Though Jacobson acknowledges that such bottom-up initiatives can engender real change, he also stresses that enterprise-wide change driven from the top is likely to make a bigger impact more quickly. He cites the need to identify analytic champions with the enthusiasm, experience and influence to secure wider buy-in and build momentum.
For driving democratisation, Alteryx suggests a four-stage approach: aware; prepare; execute and sustain. The first step involves ensuring executive buy-in, gauging where you are in your data journey, and identifying those aforementioned champions who will help drive democratisation efforts. The Prepare stage sees you define your vision and strategy, as well as identifying, mapping and prioritising those initiatives which can build the most early impact. Once that plan has been executed, efforts must be sustained through tracking impact and rewarding success.

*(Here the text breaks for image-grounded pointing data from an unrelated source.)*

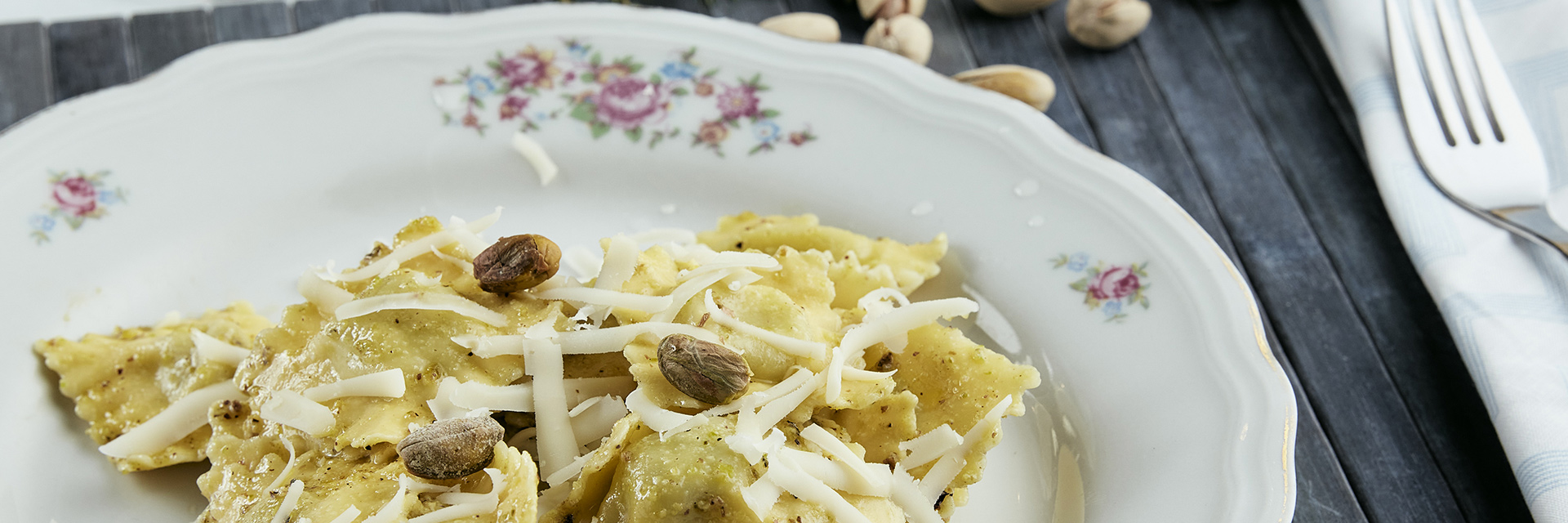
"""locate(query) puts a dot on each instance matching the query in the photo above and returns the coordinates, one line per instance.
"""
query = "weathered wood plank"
(414, 5)
(482, 5)
(162, 37)
(1339, 197)
(250, 20)
(88, 56)
(746, 10)
(24, 73)
(951, 52)
(1294, 277)
(1024, 41)
(315, 13)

A journey, not a destination
Jacobson predicts that if organisations don’t master or at least grasp the importance of analytics quickly, they may not be here a decade from now. C-suite may implement the directive, but unless they can bring middle-management on that journey, the half-life of those organisations may be even shorter, since middle-management are ultimately the people who maintain the day-to-day running of things.

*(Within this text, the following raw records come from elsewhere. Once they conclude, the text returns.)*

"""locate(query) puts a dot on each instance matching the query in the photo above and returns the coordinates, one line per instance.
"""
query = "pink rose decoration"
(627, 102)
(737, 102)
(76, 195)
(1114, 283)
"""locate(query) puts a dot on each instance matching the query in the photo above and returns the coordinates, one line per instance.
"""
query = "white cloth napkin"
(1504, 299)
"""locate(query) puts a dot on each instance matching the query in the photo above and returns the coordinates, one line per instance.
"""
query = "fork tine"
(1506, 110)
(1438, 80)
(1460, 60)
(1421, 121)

The good news, he says, is that change management is a well-studied discipline and, despite its seemingly complex nature, creating a data-driven culture should follow a similarly predictable playbook; the first step of which is to make employees aware of the changes being made and the logic behind embarking on that analytics journey.
From Alteryx’s perspective, Jacobson has noted significant changes for clients who have implemented analytics in this way; not as a one-off, but as a continuous, evolutionary journey.
“We’re seeing lots of our clients improving their bottom and top line impact percentages, improving revenue by as much as ten, 15, sometimes even 20%,” he says. “Aside from hard numbers, however, the truly transformative work is long-term, when average knowledge workers are able to use data and analytics in different and more mature ways.”